You could be reading it wrong. Note that it explicitly says "life expectancy at birth". There has been a lot of criticism of this sort of things from statistics-enabled researchers, who point out that almost all of the life-expectancy gains in the past century have been through elimination of most early-childhood deaths. Life expentancy at birth has increased, but the life expectancy of someone 30 or 60 years old hasn't actually changed much.
There has been a bit of publicity around related topics lately. Thus, there has been a lot of discussion of the apparent fact that the increase in mammograms has produced no measurable increase in lifetime, just an increase in medical bills for the testing (and the "treatment" of false positives ;-). Similar statistical problems have been reported for prostate-cancer screening, and for an assortment of other medical tests.
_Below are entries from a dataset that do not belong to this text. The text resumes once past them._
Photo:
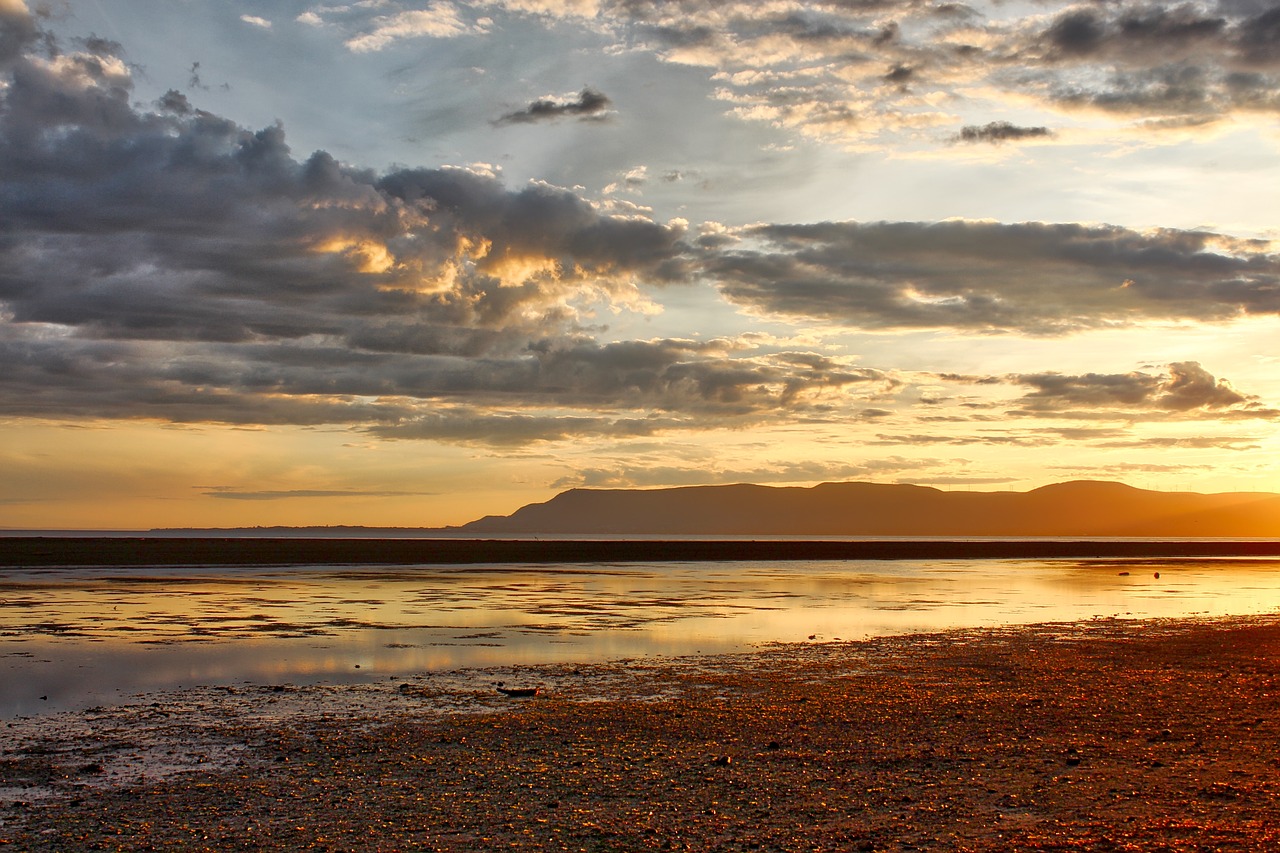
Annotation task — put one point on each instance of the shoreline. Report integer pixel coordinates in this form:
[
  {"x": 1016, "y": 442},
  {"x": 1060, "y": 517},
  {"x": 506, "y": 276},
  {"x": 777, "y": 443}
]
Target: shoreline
[
  {"x": 26, "y": 552},
  {"x": 1079, "y": 735}
]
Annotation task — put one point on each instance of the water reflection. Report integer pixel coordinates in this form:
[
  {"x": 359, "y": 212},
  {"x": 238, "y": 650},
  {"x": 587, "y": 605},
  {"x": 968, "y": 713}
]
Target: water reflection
[{"x": 76, "y": 638}]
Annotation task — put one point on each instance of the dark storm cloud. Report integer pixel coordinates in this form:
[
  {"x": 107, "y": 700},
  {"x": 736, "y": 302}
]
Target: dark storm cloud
[
  {"x": 1032, "y": 278},
  {"x": 588, "y": 104},
  {"x": 999, "y": 132},
  {"x": 17, "y": 32},
  {"x": 1155, "y": 60}
]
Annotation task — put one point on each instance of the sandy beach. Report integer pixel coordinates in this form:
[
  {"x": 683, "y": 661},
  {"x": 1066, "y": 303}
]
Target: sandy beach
[{"x": 1107, "y": 734}]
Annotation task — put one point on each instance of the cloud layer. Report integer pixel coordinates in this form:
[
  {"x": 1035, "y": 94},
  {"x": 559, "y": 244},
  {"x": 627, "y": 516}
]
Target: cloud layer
[
  {"x": 865, "y": 73},
  {"x": 161, "y": 261}
]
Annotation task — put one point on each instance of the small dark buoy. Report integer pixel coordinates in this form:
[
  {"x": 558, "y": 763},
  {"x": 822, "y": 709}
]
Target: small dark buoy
[{"x": 517, "y": 692}]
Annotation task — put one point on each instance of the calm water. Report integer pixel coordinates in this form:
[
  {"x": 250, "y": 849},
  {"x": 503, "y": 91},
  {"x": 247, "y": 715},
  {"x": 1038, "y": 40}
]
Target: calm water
[{"x": 85, "y": 637}]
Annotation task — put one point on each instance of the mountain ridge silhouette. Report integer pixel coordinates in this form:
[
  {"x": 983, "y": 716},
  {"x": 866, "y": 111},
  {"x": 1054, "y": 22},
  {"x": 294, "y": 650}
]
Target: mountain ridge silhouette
[{"x": 1070, "y": 509}]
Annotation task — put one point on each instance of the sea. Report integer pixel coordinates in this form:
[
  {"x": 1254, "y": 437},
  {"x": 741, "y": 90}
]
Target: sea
[{"x": 83, "y": 637}]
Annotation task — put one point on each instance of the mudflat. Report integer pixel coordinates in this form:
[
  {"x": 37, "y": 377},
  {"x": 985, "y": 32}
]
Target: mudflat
[{"x": 1109, "y": 734}]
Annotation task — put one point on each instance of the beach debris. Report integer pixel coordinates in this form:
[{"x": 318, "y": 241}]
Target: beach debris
[{"x": 516, "y": 693}]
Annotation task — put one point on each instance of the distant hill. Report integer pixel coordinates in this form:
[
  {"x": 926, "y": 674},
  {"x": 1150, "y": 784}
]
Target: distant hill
[{"x": 1077, "y": 509}]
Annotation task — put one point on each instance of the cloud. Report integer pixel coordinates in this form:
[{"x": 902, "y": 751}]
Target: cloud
[
  {"x": 165, "y": 263},
  {"x": 589, "y": 104},
  {"x": 999, "y": 132},
  {"x": 807, "y": 471},
  {"x": 229, "y": 493},
  {"x": 995, "y": 277},
  {"x": 438, "y": 21},
  {"x": 881, "y": 73},
  {"x": 1187, "y": 388},
  {"x": 17, "y": 30}
]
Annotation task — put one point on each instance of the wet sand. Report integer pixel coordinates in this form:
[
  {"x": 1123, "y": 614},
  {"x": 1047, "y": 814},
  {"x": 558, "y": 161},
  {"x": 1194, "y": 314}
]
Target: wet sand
[
  {"x": 1106, "y": 734},
  {"x": 177, "y": 551}
]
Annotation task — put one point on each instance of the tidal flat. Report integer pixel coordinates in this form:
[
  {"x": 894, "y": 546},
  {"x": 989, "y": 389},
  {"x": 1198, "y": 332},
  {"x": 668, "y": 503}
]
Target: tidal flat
[{"x": 1100, "y": 734}]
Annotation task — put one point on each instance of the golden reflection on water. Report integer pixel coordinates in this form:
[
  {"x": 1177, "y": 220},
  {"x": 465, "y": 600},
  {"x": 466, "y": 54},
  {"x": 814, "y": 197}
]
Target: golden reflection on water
[{"x": 80, "y": 635}]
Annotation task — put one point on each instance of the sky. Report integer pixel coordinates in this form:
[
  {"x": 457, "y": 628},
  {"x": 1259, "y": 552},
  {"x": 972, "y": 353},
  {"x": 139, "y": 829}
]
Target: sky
[{"x": 410, "y": 263}]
Another statistical trick used to make things look better than they are is the common practice of giving cancer survival rates in terms of survival 5 years after diagnosis. This means, for example, that if you were to come up with a new test that diagnoses a cancer 5 years earlier than any existing test, your test would result in a 100% "cure" rate even with no further treatment, and no change in the death statistics. I've heard a couple of interviews in which the interviewer points out this problem, and the interviewee just continues talking about the same "5-year survival" figures.
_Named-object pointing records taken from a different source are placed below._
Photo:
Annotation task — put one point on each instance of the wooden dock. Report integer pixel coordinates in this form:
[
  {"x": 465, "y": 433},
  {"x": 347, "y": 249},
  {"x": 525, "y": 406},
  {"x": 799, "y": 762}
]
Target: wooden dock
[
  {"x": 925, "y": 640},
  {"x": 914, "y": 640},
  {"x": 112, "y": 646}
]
In general, it seems that if you're over 10 years old, modern medicine really hasn't done much in increase your (statistical) lifespan, though it is sometimes fairly good at extracting money for treatments that don't increase lifespan.
(Perhaps some of the treatments improve quality of life, but the statistics for that don't seem to be widely studied or reported. It might be interesting to be shown wrong in this regard, however. OTOH, there has been a bit of media coverage lately of the problems with "treatment" of false positives.)